Support Saudi Women, a U.S.-based group that sympathizes with a movement pushing to overturn a ban on female drivers in Saudi Arabia, has launched a Change.org petition calling on the State Department to condemn the arrests. The petition was launched after Mark C. Toner, a department spokesperson, refused an opportunity to criticize the detentions, saying that they were an internal Saudi issue.

During the State Department’s Thursday press briefing, a reporter asked if the department could confirm that women had been arrested for driving around the coastal city of Jeddah on Tuesday.

“These women were detained but not ever charged, and later released,” Toner said. “This is something that was done by the Saudi religious police and not the regular or national police force.”

While reiterating that it was an internal matter for Saudi Arabia, Toner said the department expressed solidarity with the driving campaign, adding that “the Secretary’s [Hillary Clinton] expressed solidarity with these women who are standing up for their rights.”

He was later asked if he thought it was a good thing that Saudi religious police were taking women out of their cars while they were driving and arresting them.

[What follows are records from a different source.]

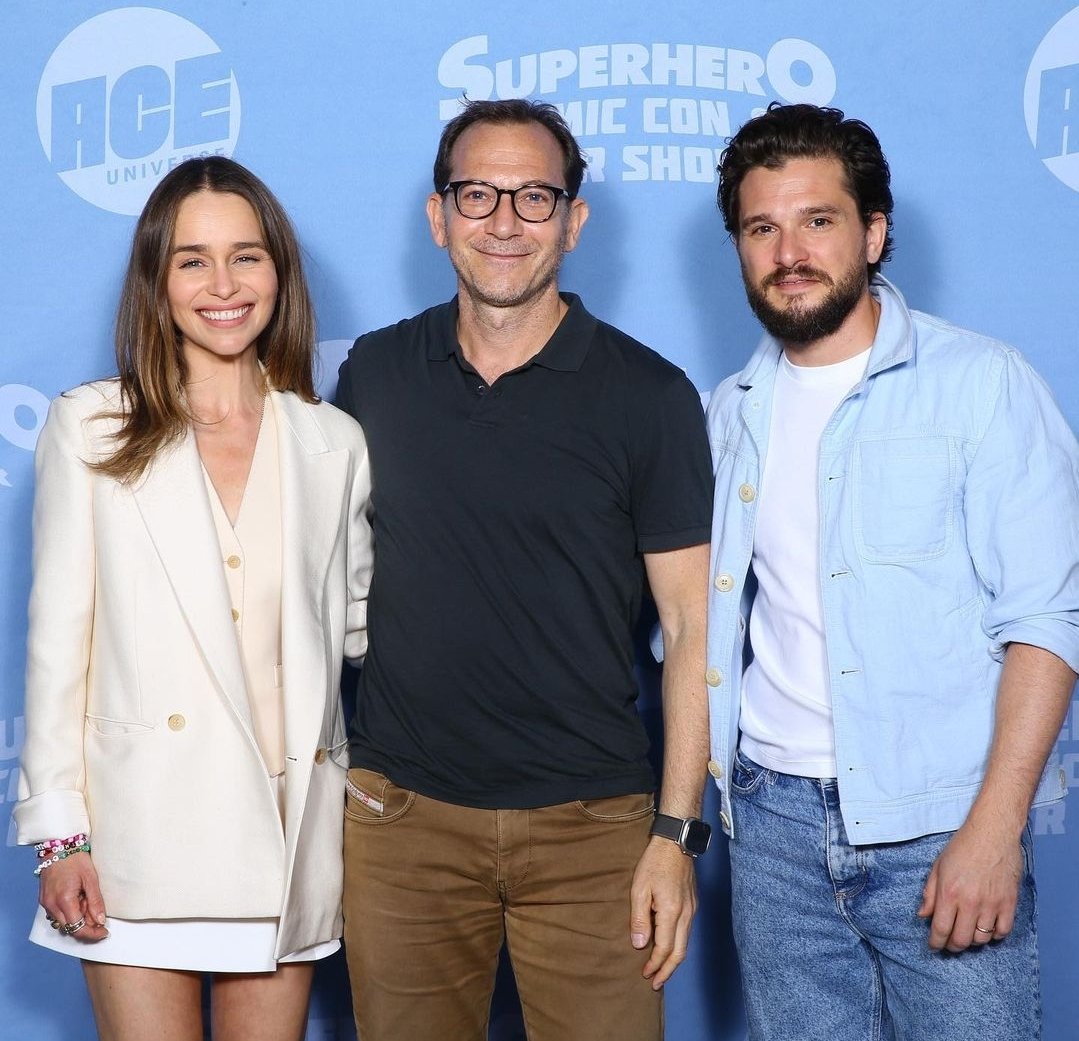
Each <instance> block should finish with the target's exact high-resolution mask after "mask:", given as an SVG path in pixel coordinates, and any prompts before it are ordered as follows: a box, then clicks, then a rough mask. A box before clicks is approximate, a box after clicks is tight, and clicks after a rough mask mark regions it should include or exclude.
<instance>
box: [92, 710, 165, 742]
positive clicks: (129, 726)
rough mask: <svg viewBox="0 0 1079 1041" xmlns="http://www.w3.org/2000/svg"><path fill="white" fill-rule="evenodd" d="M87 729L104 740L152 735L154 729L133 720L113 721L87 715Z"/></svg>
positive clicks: (104, 716) (141, 723) (152, 727)
mask: <svg viewBox="0 0 1079 1041" xmlns="http://www.w3.org/2000/svg"><path fill="white" fill-rule="evenodd" d="M85 718H86V727H87V729H91V730H93V731H94V732H95V734H99V735H100V736H101V737H103V738H121V737H128V736H133V735H137V734H150V732H152V731H153V729H154V727H153V726H152V725H151V724H149V723H139V722H137V721H133V720H112V718H110V717H109V716H106V715H88V714H87V715H86V717H85Z"/></svg>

“It’s important to note that this is not about the U.S. or the West imposing their values on Saudi Arabia,” Toner responded. “This is about Saudi Arabian women … standing up for their rights, asking to be heard.”

“This isn’t necessarily going to be an easy process,” he added. “We’re supportive of this. But this is essentially a Saudi process.”

Toner’s remarks come just a little more than a week after U.S. Secretary of State Hillary Clinton publicly announced support for the Women2Drive campaign, a largely social media-based movement, which called for Saudi women to drive their own cars on June 17. Though there are no written laws preventing women from driving in Saudi Arabia, religious rulings by clerics — often enforced by religious police — have kept Saudi and foreign women from driving within the kingdom.

Clinton’s comments emphasized that the campaign was something Saudi women were carrying out on their own, without interference from the U.S. However, she also called their efforts brave, saying she was moved by the campaign. Clinton made her public statements shortly after being criticized for carrying out “quiet diplomacy” with Saudi Arabia, which is one of the United States’s allies.

As the U.S. State Department website puts it, “Saudi Arabia’s unique role in the Arab and Islamic worlds, its possession of the world’s largest reserves of oil, and its strategic location make its friendship important to the United States.” The U.S. is the kingdom’s largest trading partner, and Saudi Arabia also happens to be the largest U.S. export market in the Middle East, which likely explains why the U.S. State Department has been cautious when issuing statements about the driving campaign.

Still, members of Support Saudi Women want the department to condemn the detentions —*the first reported arrests to take place since June 17 — that occurred earlier this week.

“Does it make sense to anyone that the representatives of the United States to the outside world have nothing to say when asked if arresting women for driving is wrong?” their petition overview asks. “This is an embarrassment to our country and an offense to women. It needs to be corrected immediately.”